Step 1: Verify your connection with ellmer

Install and load:

Set your key in .Renviron (recommended):

usethis::edit_r_environ()
# Add:
# PORTKEY_API_KEY=your_real_key_here

Restart R after editing .Renviron.

NYU users: If you are affiliated with NYU, please contact Genai-research-support@nyu.edu to obtain your NYU Portkey API key.

Run a small smoke test directly with ellmer:

library(ellmer)

integration = "vertexai" # gateway route slug from ellmer::models_portkey()
model <- "gemini-2.5-flash-lite"
model_string = paste0("@", integration, "/", model)

chat <- chat_portkey(
  model = model_string,
  base_url = "https://ai-gateway.apps.cloud.rt.nyu.edu/v1/"
)

chat$chat("Tell me one short joke about books.")

## Why did the book go to therapy?
## 
## Because it had too many issues!

If this call returns successfully, your base configuration is working.

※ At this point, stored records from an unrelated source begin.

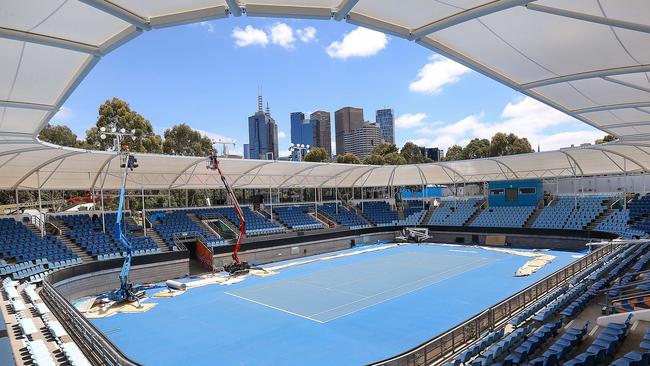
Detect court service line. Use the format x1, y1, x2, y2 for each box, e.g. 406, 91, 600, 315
309, 256, 490, 322
224, 291, 325, 324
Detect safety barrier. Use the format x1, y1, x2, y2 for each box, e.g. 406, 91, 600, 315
372, 244, 616, 366
41, 278, 140, 366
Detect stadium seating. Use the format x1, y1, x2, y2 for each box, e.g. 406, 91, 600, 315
273, 205, 325, 230
194, 206, 286, 236
596, 208, 647, 239
318, 203, 372, 230
54, 213, 161, 260
357, 201, 398, 226
429, 197, 483, 226
533, 195, 610, 230
0, 218, 80, 266
470, 206, 535, 227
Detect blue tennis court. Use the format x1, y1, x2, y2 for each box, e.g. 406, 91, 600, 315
92, 245, 576, 365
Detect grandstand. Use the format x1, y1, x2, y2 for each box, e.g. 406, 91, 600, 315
0, 0, 650, 366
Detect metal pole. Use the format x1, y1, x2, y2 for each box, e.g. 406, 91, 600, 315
99, 184, 106, 233
36, 169, 45, 238
140, 176, 147, 236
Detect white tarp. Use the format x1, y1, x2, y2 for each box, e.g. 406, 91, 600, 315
0, 0, 650, 189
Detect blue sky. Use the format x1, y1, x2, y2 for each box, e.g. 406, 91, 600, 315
53, 17, 604, 157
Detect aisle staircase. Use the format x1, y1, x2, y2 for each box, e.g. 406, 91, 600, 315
45, 221, 94, 263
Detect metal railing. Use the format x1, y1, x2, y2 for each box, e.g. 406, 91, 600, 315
371, 244, 615, 366
41, 278, 140, 366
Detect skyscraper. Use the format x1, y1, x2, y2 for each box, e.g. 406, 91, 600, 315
336, 122, 383, 159
334, 107, 363, 155
375, 109, 395, 144
248, 95, 279, 160
309, 111, 332, 156
291, 112, 321, 147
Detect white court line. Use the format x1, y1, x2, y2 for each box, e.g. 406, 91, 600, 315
310, 261, 491, 322
224, 291, 325, 324
564, 319, 576, 329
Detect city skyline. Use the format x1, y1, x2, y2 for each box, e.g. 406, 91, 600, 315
52, 17, 604, 156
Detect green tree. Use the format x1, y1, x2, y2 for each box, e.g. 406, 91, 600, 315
371, 142, 398, 156
384, 152, 408, 165
163, 123, 213, 156
363, 154, 386, 165
489, 132, 533, 156
400, 141, 426, 164
304, 147, 330, 163
336, 153, 361, 164
445, 145, 463, 161
38, 124, 80, 147
596, 135, 616, 144
86, 98, 162, 153
463, 138, 490, 159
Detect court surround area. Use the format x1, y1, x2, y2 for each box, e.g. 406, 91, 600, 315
93, 244, 578, 365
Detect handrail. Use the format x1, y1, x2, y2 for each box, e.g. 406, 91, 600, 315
370, 243, 614, 366
41, 278, 140, 366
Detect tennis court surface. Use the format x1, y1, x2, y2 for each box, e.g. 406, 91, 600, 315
92, 245, 575, 366
226, 250, 495, 323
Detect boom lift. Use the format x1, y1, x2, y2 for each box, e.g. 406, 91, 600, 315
208, 151, 252, 275
108, 145, 140, 302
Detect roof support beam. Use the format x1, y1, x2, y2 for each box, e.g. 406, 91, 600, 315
226, 0, 241, 17
0, 100, 58, 112
519, 65, 650, 90
334, 0, 359, 20
526, 4, 650, 33
11, 151, 86, 191
79, 0, 151, 30
571, 102, 650, 114
0, 27, 100, 55
603, 76, 650, 93
410, 0, 535, 40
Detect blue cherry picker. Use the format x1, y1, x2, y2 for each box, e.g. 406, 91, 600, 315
108, 145, 141, 302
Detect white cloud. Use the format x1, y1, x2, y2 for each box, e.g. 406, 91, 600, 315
409, 55, 470, 94
52, 106, 74, 123
414, 97, 604, 150
327, 27, 388, 59
296, 27, 316, 43
230, 25, 269, 47
194, 129, 244, 156
199, 22, 214, 33
271, 23, 296, 49
395, 113, 427, 128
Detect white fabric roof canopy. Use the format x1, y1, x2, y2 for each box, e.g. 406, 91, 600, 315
0, 0, 650, 189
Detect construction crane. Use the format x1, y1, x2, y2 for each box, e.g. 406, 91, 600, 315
208, 151, 252, 275
108, 145, 140, 302
212, 139, 237, 157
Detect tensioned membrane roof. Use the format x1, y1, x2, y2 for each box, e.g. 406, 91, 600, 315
0, 0, 650, 190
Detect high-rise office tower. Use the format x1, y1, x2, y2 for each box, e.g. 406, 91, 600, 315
375, 108, 395, 144
334, 107, 363, 155
337, 122, 383, 160
309, 111, 332, 156
248, 95, 279, 160
291, 112, 321, 147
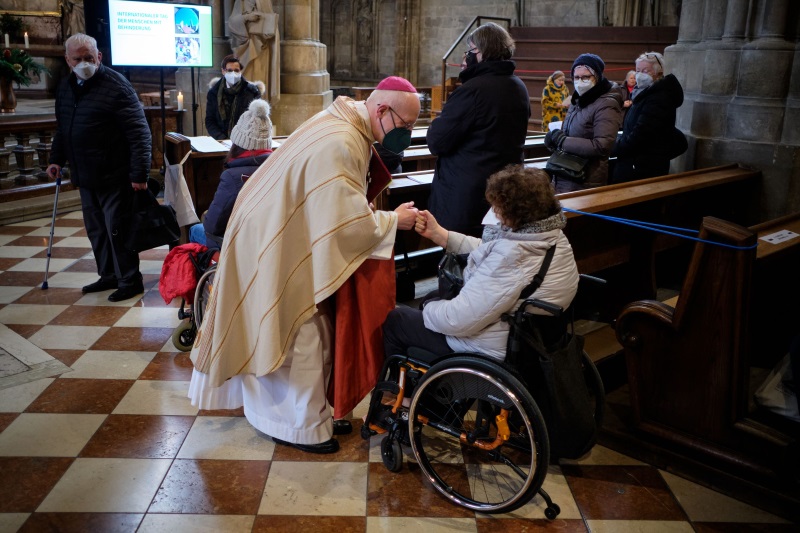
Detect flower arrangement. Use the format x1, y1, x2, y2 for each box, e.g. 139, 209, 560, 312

For NYU/Portkey-style gateways, note that the route prefix is the gateway’s recognized slug, not always the upstream provider name. If you are unsure, check ellmer::models_portkey() first or use the fully-qualified model string that already works in chat_portkey().

ellmer::models_portkey(
  base_url = "https://ai-gateway.apps.cloud.rt.nyu.edu/v1/"
)

Step 2: Run a minimal nalanda workflow

Once ellmer works, nalanda::run_ai_on_chapters() uses the same setup and returns structured outputs for chapter simulations.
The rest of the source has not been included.